I’m currently reading Marley & Me, the non-fiction account of “life and love with the world’s worst dog”. I didn’t really want to, as it always seemed to me to be the light, easily marketable kind of book that everyone claims to love but forgets forever as soon as they’ve finished it (and so far my initial presumptions were correct). However, I’ve been forced to read it as a sort of homework assignment (someone else’s homework, but that’s another story).
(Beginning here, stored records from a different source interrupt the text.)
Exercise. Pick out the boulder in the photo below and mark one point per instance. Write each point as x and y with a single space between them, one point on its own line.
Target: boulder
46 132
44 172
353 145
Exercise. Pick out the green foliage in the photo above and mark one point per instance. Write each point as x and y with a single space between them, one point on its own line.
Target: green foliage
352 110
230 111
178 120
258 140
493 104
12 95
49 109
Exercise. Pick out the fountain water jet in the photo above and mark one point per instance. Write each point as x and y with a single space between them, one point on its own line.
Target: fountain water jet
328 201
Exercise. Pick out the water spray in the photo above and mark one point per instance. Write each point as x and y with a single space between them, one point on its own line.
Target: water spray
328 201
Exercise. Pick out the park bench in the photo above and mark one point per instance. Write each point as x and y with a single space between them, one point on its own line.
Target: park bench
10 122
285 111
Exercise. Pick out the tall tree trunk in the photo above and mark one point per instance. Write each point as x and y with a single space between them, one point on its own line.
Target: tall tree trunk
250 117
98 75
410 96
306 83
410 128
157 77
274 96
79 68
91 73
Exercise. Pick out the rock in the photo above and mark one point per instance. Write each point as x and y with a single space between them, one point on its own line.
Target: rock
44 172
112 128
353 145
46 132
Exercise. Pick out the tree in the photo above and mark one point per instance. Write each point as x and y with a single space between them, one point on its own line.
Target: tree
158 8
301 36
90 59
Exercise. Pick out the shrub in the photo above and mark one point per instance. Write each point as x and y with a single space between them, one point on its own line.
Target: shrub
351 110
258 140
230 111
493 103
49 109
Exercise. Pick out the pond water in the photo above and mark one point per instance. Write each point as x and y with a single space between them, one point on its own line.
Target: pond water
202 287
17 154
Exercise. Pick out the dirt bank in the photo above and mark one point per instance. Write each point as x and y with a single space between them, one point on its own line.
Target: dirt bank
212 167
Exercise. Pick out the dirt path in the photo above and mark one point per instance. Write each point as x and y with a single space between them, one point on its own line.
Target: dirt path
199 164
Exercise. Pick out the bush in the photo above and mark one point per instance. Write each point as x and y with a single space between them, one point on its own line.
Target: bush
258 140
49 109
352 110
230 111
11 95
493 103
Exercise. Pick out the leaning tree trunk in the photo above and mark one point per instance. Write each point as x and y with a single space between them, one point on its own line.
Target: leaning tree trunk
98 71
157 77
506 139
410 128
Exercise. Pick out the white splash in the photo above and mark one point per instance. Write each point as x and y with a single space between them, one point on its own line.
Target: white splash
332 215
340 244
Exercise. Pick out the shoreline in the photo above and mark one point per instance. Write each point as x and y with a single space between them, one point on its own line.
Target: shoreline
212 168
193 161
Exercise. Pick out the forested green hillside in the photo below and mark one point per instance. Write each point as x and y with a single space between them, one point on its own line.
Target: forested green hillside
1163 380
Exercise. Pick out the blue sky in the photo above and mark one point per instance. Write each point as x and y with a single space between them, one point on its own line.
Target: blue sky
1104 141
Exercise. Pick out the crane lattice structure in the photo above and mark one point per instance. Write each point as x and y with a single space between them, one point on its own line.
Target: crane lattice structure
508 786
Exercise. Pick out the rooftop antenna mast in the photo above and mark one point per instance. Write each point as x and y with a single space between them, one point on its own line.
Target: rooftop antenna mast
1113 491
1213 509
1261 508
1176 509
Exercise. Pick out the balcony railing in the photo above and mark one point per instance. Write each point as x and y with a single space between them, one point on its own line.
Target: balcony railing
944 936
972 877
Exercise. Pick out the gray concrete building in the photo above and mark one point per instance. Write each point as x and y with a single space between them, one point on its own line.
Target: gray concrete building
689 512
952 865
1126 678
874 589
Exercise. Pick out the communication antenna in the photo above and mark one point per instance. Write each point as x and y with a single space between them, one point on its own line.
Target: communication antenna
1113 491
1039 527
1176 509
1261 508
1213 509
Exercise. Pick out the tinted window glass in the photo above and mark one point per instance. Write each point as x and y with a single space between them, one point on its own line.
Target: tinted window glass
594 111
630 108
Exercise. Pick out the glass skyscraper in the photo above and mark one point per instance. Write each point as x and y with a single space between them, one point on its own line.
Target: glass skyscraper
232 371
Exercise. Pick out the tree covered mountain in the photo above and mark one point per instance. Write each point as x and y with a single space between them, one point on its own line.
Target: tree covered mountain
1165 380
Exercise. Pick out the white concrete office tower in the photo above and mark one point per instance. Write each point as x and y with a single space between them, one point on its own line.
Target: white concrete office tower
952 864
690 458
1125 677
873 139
I bring this up because it serves highlight my relationship with my own dog. Having returned to the family homestead, I’ve been reunited with Frank, the family dog. Like Marley, Frank is a Labrador retriever (though not a purebred. Apparently there’s some husky blood in there somewhere), and considering that Marley is the world’s worst dog I’m having a hard time realising why he’s any worse than Frank. Like Marley, Frank doesn’t recognise his own strength, and frequently knocks people over (literally) with his friendliness. He chews up whatever he can get his jaws on. He refuses to lets us wash him, yet zips for every last puddle when taken for a walk. His favourite game is a sort of wrestling which involves biting. He never bites through though. He just sort of holds arms and legs in his mouth. So I nervously tell myself that he will never actually attack anyone as biting to him is something to do as play.

Maybe he’s just particularly bad when I’m home, as my presence in the house is something of a novelty and it gets him excited. Of course this doesn’t explain why other dog owners can do things with ease that are impossible with Frank. For instance, I occasionally notice dogs outside supermarkets and places, tied to railings while patiently waiting for their owners. My brother tried this with Frank once. Refusing to be left alone, he pulled the metal railing he was tied to from its wall. I too tried something similar once, but the poor dog went into such a panic that he made it impossible (though he probably did me a favour, given that in a moment of hunger-driven weakness I was trying to enter a McDonalds).

Currently Frank is tormetted by the dreaded cone, preventing him from gnawing at a cut in his back leg. He looks like an after-shot of that HMV logo. He needn’t worry too much though as I don’t see it lasting long. He already broke a piece off yesterday by running it into the back of my legs.

Incidentally, reading Marley & Me got me thinking. If one attempted to use the Bart Simpson “the dog ate my homework” excuse for not having their report on this book, could they get some credit for creative interpretation of the assignment.